I have been a calligrapher ever since I can remember. No one can take that away from me.

But a musician? Yes. I do play an instrument. To me that doesn't mean anything, the technical ability to play an instrument doesn't make a musician because in my view there are thousands out there who can play the guitar at 1600 BPM while they have no musicality, no emotion, and no feel. I would rather be the bad guitar player that I am with a profound passion for music than someone who plays 10 hours a day practicing sweep picking and shredding triads. I wish I had the technique and virtuoso hands of Al Di Meola, or the beauty of Gilmour, or the knowledge of Satch, but I don't, and I play the music that I love and I constantly strive to learn, and although I've only written one piece of music in 2005 but I know I will write more. My idols are musicians who disregarded the notion that musicians must be classically trained and must be able to read and write sheet music and have perfect pitch, I would like to express freely like Fredrik Thordendal and write minimalist masterpieces like Adam Jones. Hendrix was the ultimate play-what-you-feel musician who couldn't read sheet music. I still feel I want to pick up a bass, and I was an inch within buying a Oud last year before I decided that I should focus more on guitar rather than try to play another instrument.
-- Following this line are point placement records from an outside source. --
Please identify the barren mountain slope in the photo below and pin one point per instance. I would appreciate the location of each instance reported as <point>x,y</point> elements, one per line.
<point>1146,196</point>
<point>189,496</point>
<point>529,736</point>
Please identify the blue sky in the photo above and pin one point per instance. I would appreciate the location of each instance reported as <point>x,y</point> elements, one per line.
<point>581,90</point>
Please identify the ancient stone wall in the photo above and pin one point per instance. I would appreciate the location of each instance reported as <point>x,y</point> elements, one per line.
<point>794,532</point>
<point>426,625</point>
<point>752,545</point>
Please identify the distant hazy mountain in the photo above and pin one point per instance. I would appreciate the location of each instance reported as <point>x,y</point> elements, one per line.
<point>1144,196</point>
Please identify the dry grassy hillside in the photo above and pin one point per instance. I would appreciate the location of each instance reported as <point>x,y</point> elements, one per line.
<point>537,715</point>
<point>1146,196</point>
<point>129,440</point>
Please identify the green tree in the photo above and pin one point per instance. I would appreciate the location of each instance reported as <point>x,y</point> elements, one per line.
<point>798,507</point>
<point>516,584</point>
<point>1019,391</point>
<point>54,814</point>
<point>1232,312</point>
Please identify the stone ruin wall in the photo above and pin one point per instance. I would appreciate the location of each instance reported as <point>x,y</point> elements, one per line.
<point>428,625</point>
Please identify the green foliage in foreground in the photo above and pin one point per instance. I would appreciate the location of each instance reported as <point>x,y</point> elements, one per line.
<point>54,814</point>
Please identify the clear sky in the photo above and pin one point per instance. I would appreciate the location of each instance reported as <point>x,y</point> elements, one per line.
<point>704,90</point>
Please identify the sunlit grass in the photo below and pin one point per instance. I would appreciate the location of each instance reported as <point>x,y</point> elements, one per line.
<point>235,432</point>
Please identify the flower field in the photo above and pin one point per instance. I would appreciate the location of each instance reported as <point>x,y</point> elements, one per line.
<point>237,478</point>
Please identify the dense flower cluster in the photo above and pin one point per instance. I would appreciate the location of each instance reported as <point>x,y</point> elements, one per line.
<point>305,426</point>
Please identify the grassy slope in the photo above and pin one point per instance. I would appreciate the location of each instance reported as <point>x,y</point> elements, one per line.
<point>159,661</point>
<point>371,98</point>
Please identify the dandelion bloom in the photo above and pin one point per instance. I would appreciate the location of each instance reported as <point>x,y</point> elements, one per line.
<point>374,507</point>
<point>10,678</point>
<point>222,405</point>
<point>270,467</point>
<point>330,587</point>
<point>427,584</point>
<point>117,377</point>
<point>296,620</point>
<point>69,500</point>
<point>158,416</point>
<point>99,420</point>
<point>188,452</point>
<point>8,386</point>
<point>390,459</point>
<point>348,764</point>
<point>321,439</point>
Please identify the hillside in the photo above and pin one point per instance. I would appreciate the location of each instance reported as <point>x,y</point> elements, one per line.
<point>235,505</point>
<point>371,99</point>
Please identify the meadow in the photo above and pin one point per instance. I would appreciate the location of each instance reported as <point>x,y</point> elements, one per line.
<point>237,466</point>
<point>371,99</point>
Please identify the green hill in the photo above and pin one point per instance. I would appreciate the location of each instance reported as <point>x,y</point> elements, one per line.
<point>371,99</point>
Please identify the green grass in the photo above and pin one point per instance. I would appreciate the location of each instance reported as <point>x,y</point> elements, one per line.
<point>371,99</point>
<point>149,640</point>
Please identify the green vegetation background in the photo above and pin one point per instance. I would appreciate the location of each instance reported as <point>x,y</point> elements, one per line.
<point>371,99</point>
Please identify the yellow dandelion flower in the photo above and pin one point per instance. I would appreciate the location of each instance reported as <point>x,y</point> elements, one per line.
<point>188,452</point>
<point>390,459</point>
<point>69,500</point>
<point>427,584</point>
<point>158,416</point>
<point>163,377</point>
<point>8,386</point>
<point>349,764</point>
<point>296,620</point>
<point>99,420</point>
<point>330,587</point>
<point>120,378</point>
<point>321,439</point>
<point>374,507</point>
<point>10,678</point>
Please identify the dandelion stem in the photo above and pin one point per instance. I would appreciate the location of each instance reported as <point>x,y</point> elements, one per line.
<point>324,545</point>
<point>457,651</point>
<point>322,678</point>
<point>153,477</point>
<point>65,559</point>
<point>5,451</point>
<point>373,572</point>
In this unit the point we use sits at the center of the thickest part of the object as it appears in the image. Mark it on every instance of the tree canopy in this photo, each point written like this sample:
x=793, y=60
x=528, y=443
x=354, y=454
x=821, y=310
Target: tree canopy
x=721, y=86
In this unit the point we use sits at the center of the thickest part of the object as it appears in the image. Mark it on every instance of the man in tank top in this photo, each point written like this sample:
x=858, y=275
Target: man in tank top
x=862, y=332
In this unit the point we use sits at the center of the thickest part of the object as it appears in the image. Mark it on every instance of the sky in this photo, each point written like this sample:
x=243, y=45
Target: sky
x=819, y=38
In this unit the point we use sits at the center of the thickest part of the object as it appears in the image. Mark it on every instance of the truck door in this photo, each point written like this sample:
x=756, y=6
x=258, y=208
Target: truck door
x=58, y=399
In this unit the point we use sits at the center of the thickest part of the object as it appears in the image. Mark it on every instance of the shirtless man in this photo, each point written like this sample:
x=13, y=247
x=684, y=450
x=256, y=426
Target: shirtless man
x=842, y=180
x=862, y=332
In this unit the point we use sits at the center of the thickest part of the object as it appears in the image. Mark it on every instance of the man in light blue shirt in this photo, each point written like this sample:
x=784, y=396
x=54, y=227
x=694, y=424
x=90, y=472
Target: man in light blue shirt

I have left academia now. After a long seven years I felt that my tendency to talk has waned, I want to do, quietly. I work at Woods Bagot now.

My space, is my own, I will never open an office and call it my atelier, this space is, and so is the space in my mind.

IDENTITY will read this instead:

Haitham Issam is an architect and a calligrapher based in Dubai whose interests are too scattered to form a uniform personality. He’s an aspiring musician and an Urban Planner in the making and, at one point of time, inseparable from his cameras. He studied Arabic Calligraphy under Iraqi calligrapher Adnan Al Shareefi and exhibited at Sharjah Biennial in 2008 and Sikka in 2014.
Haitham was born in Abu-Dhabi in 1982, lived in Amman, Homs in Syria, and Dubai. His late father had a great impact on his orientation, his first architectural encounter was with a study model his agricultural father had built to visualize their own residence. Ever since his early days, Haitham has been passionately interested in the written word and calligraphy.
Currently, Haitham works at international architecture firm Woods Bagot as an Urban Designer.